At this point, all of May’s shuttles are backed up by a human “safety driver” on board in an application of “Level 4” autonomous driving as defined by the U.S. government; “Level 5” would be completely driverless operation. “Our system is designed so there’s no expectation that the safety driver will take over,” Olson explained. But he or she is there just in case. “We’ve been proceeding on plans to remove safety drivers. Some other companies have talked about much more aggressive plans for doing that, which haven’t come to be.”

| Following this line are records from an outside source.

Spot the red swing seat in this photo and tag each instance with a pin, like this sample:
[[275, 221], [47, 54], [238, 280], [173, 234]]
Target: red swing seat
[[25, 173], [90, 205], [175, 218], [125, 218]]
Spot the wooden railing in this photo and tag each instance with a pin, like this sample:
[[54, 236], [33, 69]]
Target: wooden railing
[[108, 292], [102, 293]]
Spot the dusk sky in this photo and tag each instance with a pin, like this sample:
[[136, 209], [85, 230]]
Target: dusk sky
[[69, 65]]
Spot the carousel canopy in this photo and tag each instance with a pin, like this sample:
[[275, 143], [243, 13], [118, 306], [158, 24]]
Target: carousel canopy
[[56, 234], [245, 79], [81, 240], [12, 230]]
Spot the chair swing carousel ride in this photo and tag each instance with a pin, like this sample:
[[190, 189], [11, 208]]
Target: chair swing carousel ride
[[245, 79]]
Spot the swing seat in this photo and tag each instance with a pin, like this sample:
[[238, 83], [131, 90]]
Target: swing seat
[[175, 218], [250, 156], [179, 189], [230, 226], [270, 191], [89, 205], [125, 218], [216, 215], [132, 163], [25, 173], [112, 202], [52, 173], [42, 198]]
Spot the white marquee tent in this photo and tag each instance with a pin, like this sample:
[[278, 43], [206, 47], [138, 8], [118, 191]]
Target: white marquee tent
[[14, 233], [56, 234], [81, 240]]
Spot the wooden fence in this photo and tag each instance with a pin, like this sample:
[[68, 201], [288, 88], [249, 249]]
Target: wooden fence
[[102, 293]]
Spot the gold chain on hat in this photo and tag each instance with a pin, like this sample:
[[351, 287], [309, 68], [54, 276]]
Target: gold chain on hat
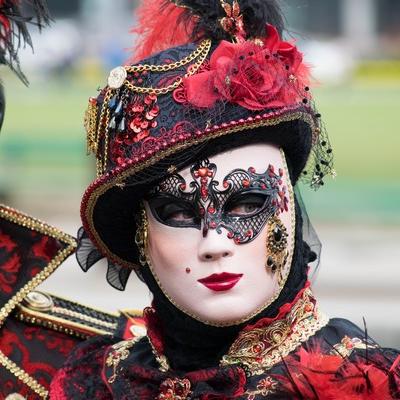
[[233, 22], [97, 119]]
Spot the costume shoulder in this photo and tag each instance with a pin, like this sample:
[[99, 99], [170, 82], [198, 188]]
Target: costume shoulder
[[37, 330], [93, 366], [340, 361]]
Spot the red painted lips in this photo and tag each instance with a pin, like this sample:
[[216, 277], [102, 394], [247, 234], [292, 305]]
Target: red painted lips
[[221, 282]]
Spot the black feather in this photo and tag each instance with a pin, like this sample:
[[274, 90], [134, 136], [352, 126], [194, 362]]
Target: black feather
[[256, 14], [17, 35]]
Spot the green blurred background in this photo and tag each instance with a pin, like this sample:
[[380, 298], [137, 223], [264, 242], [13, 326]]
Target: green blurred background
[[354, 46]]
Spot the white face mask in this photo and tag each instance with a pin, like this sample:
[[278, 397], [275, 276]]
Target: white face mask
[[207, 238]]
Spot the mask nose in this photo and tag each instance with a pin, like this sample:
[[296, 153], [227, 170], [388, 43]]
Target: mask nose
[[214, 246]]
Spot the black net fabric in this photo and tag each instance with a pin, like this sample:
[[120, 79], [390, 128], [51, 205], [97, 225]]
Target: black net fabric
[[310, 237], [87, 255]]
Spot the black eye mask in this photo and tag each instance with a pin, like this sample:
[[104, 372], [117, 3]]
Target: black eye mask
[[243, 206]]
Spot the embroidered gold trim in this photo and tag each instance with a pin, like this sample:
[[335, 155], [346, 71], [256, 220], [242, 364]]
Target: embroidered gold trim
[[119, 352], [347, 345], [265, 387], [259, 349], [18, 372], [99, 191], [33, 224], [83, 317], [62, 325]]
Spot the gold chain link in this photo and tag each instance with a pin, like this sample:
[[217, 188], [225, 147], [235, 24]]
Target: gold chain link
[[202, 52], [23, 376], [103, 120]]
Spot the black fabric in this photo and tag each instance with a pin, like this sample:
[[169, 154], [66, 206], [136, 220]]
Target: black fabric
[[363, 374], [115, 210], [209, 13], [191, 344]]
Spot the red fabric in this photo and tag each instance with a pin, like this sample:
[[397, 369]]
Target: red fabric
[[37, 350], [255, 76], [158, 28], [317, 376], [80, 378]]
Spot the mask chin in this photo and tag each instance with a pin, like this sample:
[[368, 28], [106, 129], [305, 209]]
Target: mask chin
[[170, 250]]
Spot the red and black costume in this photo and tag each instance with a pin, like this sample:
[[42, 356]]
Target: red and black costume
[[222, 78]]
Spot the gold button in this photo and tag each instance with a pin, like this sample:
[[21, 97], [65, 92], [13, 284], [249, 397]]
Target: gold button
[[15, 396], [117, 77], [38, 301], [138, 331]]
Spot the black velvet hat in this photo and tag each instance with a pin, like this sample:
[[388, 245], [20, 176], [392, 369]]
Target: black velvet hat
[[231, 81]]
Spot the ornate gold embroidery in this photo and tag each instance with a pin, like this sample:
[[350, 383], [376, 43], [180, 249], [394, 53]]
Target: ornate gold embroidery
[[23, 376], [174, 389], [265, 387], [347, 345], [259, 349], [33, 224], [120, 351]]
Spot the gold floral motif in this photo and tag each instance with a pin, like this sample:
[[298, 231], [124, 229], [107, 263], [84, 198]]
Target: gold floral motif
[[347, 345], [23, 376], [119, 352], [32, 224], [265, 387], [174, 389], [259, 349]]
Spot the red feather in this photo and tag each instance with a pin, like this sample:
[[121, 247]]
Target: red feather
[[316, 376], [160, 25]]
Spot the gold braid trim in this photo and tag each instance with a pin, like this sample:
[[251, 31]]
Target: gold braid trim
[[33, 224], [259, 349], [23, 376], [100, 190]]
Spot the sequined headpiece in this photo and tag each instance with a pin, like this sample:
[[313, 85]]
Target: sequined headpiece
[[221, 87]]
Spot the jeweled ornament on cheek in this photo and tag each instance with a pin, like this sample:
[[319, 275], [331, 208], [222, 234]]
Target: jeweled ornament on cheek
[[242, 207]]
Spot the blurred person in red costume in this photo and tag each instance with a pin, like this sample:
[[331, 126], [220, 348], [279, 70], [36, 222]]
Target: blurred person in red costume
[[37, 330], [200, 143]]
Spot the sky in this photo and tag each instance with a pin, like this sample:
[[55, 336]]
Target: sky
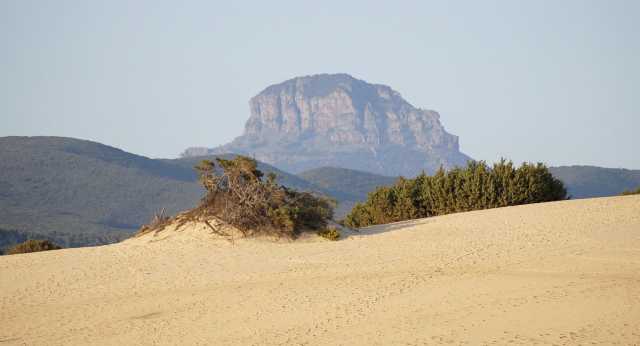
[[540, 81]]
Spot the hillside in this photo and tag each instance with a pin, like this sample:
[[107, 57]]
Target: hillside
[[340, 121], [590, 181], [580, 181], [80, 193], [564, 273]]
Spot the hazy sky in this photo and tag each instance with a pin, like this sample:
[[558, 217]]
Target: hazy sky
[[552, 81]]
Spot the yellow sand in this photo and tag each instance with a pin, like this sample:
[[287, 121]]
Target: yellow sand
[[553, 273]]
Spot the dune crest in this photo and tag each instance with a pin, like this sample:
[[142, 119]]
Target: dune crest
[[553, 273]]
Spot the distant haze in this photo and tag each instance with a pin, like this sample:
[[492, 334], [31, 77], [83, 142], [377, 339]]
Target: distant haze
[[551, 81]]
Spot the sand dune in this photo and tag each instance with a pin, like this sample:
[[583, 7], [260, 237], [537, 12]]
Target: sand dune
[[555, 273]]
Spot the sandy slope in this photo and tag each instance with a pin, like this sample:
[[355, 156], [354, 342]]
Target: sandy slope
[[555, 273]]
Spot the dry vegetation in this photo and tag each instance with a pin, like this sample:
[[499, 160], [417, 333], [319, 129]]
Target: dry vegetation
[[33, 245], [240, 195]]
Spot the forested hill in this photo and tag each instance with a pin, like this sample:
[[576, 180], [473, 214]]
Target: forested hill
[[81, 193]]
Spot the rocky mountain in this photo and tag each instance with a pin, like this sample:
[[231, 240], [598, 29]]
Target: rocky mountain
[[78, 193], [337, 120]]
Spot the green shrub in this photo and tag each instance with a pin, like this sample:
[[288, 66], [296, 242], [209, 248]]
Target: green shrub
[[476, 186], [32, 245], [330, 233], [631, 192], [239, 194]]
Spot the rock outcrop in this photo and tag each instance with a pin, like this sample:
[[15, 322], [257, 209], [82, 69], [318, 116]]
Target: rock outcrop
[[337, 120]]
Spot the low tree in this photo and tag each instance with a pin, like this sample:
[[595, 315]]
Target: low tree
[[476, 186], [631, 192]]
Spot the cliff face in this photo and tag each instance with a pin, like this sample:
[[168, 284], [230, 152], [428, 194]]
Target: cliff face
[[337, 120]]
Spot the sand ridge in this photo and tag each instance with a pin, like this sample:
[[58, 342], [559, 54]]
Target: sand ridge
[[554, 273]]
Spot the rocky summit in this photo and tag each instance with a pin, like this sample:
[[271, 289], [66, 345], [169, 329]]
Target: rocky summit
[[337, 120]]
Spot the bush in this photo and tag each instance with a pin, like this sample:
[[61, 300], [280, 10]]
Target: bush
[[476, 186], [330, 233], [631, 192], [239, 194], [33, 245]]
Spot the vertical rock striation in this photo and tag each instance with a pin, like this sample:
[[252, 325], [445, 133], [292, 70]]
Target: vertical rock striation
[[337, 120]]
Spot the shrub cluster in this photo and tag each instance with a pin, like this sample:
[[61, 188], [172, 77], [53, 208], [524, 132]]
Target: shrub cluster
[[330, 233], [239, 194], [476, 186], [32, 245], [631, 192]]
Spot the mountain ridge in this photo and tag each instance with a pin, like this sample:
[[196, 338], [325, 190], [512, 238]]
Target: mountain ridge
[[338, 120]]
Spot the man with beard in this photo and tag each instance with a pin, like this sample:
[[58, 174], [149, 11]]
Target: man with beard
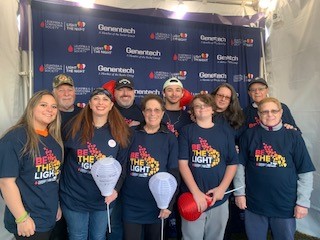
[[174, 118], [65, 93], [124, 100]]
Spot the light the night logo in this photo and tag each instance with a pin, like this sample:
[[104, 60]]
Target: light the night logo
[[267, 157], [47, 167], [204, 155], [87, 157], [142, 164]]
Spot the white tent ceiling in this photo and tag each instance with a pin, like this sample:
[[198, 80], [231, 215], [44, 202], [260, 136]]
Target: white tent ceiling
[[292, 54]]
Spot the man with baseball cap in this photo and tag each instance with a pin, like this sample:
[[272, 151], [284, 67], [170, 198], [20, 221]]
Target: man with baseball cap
[[175, 117], [64, 91], [124, 96], [258, 90]]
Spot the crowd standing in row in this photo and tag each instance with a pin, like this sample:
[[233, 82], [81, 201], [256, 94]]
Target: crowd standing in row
[[158, 137]]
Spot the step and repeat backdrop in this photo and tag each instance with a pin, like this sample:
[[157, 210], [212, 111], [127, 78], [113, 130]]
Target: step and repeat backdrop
[[95, 46]]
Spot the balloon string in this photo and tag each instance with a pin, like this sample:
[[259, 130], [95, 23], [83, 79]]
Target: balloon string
[[162, 223], [235, 189], [109, 223]]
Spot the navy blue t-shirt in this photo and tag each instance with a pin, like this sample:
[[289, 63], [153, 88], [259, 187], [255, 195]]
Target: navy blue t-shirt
[[148, 154], [252, 117], [273, 160], [78, 190], [175, 120], [35, 178], [209, 152], [66, 116], [133, 113]]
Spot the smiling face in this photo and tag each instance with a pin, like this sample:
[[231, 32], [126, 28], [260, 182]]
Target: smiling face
[[44, 112], [124, 97], [258, 92], [173, 94], [100, 105], [65, 95], [153, 113], [222, 99], [270, 113], [201, 110]]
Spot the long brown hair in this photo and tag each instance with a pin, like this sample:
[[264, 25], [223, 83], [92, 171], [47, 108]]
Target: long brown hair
[[31, 147], [233, 114], [83, 122]]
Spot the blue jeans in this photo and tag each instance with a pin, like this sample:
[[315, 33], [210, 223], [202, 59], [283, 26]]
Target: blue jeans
[[86, 225]]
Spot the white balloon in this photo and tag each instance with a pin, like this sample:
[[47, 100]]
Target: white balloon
[[106, 173], [162, 186]]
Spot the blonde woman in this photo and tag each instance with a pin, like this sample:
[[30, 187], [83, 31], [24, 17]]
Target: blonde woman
[[30, 157]]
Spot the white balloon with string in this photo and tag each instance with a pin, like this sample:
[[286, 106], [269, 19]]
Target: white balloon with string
[[106, 173], [162, 186]]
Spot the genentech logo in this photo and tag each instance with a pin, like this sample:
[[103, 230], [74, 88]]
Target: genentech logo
[[78, 68], [116, 31], [223, 59], [115, 71], [181, 37], [214, 40], [160, 36], [50, 24], [77, 27], [245, 42], [79, 48], [50, 68], [105, 49], [143, 54], [159, 75], [212, 77], [181, 57], [203, 57]]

Olson is an MIT graduate who led a University of Michigan winning team in a 2010 mapping competition and worked with Ford on AVs before joining the Toyota Research Institute in Ann Arbor. Toyota staked May to an initial $50 million in funding in 2019, and May has raised about $86 million through Series B, including funding from Toyota AI Ventures, owned by the automaker and my Maven Ventures, whose portfolio also includes General Motors’ majority-owned AV outfit, Cruise. May adapts Lexus RX450h hybrid SUVs and wheelchair-accessible Polaris Gems for its current vehicles and will add an AV based on the Toyota Sienna minivan.

May is pursuing people-moving even though the quickest and broadest commercial applications of driverless technology are coming in moving goods instead. “There’s a greater business opportunity with people,” Olson said. “People-moving is generally a higher-margin business. People are the most valuable things there are, and they care how long they’re waiting, whereas if your grocery delivery is delayed by five minutes, it’s no big deal. With logistics, autonomy doesn’t have to work as well.”

Olson’s strategy has led to May’s status as “the only AV company that generates positive gross margins.” Positive net income, he said, is “a few years out,” even as May Mobility’s valuation nears the $1-billion status that defines a unicorn. Olson declined to specify the company’s current valuation.

Olson said that May so far hasn’t generated “huge amounts of revenue. But the point is to demonstrate that our technology works and that we’re delivering real value for customers. Scale will come when these vehicles start coming off assembly lines at high volume.” Olson wouldn’t say when that will happen.

It is a tortoise-and-the-hare tale for May Mobility compared with some other AV startups, Olson said. “The hare can be flashy. People get excited about the story the hare is telling. But at the end of the day, we’re here literally to transform cities, to make cities work better and to provide access with equity, that sort of thing. We’re excited about the impact we’ve had already.”